Die Ukrainer sollen während der Proteste und Demonstrationen jegliche Gewalt vermeiden. Die Miliz und Sicherheitsorgane sollen die Menschen schützen und nicht provozieren. Darüber sprach Seine Seligkeit Lubomyr Husar, der Erzbischof-Emeritus der Ukrainischen Griechisch-Katholischen Kirche.

Die Regierung hatte genügend Zeit, um sich auf das Assoziierungsabkommen mit der Europäischen Union vorzubereiten. Sie versuche nun, „sich mit den Argumenten zu rechtfertigen, von denen im Laufe des letzten Jahres niemals die Rede war“. Der Erzbischof-Emeritus unterstützte deshalb die Jugendlichen, die zu Protesten gekommen ist, warnte aber zugleich vor den Gewaltausbrüchen. 

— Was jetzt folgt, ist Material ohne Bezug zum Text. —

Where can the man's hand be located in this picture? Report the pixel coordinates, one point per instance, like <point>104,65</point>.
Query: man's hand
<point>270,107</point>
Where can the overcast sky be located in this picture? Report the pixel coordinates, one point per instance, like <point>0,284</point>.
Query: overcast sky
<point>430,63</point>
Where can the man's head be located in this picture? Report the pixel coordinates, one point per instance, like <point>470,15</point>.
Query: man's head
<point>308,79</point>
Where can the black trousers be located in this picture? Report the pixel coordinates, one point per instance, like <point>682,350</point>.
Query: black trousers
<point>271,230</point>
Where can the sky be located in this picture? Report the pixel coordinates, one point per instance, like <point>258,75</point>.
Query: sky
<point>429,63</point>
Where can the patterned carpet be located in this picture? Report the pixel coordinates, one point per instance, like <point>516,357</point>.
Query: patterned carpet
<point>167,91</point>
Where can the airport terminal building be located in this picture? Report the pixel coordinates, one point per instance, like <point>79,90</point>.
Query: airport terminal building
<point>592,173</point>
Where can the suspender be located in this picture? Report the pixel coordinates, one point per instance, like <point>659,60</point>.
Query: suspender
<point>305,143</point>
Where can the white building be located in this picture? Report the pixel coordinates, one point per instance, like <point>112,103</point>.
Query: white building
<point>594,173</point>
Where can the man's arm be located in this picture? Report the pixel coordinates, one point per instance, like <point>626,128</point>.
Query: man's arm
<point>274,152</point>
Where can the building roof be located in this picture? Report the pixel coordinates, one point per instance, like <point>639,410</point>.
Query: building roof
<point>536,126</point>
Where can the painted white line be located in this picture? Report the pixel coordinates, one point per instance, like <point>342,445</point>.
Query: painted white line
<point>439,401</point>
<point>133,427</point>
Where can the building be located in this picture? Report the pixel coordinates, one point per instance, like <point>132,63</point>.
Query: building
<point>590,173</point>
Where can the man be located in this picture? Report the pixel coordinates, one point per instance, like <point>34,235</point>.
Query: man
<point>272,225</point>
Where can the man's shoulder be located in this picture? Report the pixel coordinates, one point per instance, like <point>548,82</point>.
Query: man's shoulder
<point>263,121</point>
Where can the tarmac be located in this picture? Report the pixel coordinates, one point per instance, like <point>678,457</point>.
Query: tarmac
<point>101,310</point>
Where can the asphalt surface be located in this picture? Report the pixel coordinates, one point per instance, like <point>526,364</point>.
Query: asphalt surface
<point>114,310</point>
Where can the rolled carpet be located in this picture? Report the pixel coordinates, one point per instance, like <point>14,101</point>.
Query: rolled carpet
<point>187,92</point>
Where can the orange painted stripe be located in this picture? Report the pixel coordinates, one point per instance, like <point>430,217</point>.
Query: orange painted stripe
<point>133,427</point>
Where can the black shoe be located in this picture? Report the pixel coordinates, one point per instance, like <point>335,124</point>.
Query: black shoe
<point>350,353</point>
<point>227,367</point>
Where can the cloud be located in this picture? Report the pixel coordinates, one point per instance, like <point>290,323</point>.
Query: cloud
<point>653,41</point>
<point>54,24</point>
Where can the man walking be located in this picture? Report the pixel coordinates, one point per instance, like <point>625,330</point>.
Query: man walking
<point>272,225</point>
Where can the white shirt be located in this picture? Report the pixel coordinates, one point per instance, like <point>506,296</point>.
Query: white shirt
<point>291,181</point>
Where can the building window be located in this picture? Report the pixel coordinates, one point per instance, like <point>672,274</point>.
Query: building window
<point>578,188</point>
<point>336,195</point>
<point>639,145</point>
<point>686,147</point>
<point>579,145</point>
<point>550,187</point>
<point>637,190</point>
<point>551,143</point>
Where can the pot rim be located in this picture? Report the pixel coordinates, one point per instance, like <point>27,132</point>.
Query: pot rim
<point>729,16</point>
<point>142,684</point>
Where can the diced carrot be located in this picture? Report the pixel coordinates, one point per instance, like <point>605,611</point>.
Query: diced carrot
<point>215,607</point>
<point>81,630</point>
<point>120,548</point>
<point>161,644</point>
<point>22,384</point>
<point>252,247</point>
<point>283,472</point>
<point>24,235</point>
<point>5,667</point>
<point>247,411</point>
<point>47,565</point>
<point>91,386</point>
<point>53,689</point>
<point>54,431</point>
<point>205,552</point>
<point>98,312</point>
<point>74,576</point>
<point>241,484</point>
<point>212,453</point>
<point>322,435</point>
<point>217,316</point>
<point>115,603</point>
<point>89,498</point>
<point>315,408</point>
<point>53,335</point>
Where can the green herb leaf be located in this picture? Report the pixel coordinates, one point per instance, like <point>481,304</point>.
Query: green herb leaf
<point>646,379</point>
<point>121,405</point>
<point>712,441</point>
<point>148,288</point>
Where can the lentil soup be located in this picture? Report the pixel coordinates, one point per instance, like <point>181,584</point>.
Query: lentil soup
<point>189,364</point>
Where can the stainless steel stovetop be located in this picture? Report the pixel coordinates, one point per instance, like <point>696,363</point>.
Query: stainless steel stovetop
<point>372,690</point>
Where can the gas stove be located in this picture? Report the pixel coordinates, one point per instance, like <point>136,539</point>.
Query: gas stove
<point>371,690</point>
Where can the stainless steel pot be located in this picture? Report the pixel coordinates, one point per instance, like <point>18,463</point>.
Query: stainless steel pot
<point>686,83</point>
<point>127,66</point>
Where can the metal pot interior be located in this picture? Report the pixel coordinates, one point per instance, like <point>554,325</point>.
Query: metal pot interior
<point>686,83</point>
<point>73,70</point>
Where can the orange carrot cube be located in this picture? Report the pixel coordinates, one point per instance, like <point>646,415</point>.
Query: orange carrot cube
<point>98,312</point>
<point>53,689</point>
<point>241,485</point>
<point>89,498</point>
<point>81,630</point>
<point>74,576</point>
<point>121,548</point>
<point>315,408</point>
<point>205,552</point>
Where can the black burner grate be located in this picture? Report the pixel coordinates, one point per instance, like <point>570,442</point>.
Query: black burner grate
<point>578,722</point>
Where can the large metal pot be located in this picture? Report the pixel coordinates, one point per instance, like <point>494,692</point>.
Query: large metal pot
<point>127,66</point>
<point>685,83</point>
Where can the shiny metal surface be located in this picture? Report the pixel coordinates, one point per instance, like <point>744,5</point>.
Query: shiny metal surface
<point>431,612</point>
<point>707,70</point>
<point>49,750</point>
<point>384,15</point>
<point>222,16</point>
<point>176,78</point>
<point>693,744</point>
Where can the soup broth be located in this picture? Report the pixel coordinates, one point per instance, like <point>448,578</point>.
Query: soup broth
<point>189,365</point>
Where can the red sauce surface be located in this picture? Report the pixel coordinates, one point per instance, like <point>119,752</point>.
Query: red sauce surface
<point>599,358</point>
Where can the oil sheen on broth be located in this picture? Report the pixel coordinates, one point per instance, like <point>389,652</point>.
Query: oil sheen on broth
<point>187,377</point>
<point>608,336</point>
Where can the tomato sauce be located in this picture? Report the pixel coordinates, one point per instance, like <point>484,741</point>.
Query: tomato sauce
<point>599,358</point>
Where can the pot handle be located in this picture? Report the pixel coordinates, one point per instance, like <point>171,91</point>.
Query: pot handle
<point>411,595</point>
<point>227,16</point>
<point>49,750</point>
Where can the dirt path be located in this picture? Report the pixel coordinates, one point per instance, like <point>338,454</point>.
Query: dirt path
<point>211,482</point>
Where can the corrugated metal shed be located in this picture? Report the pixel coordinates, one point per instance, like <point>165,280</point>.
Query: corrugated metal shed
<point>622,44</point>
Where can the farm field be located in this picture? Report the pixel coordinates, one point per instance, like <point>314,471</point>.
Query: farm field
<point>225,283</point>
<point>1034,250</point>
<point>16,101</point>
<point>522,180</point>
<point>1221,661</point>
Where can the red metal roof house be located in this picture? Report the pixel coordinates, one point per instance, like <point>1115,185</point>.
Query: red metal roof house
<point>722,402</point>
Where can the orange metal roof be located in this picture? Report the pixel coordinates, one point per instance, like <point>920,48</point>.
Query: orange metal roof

„Die Kraft des Volkes braucht keine Gewalt, sondern eine friedliche, konsequente und gemeinsame Arbeit, um die Ziele zu erreichen, die zum Allgemeingut führen“. Die Einheit des Volkes sei ein wichtiges Instrument bei den Wahlen und es dürfe nicht verloren gehen.
Er erinnerte auch die Schutzorgane des Staates an ihre primäre Aufgabe: „Sie sollen wissen, dass sie auch ukrainische Bürger sind und ihre Aufgabe ist, die Menschen und deren Rechte zu schützen. Sie sind Schützer des Rechtes und nicht der Regierung“.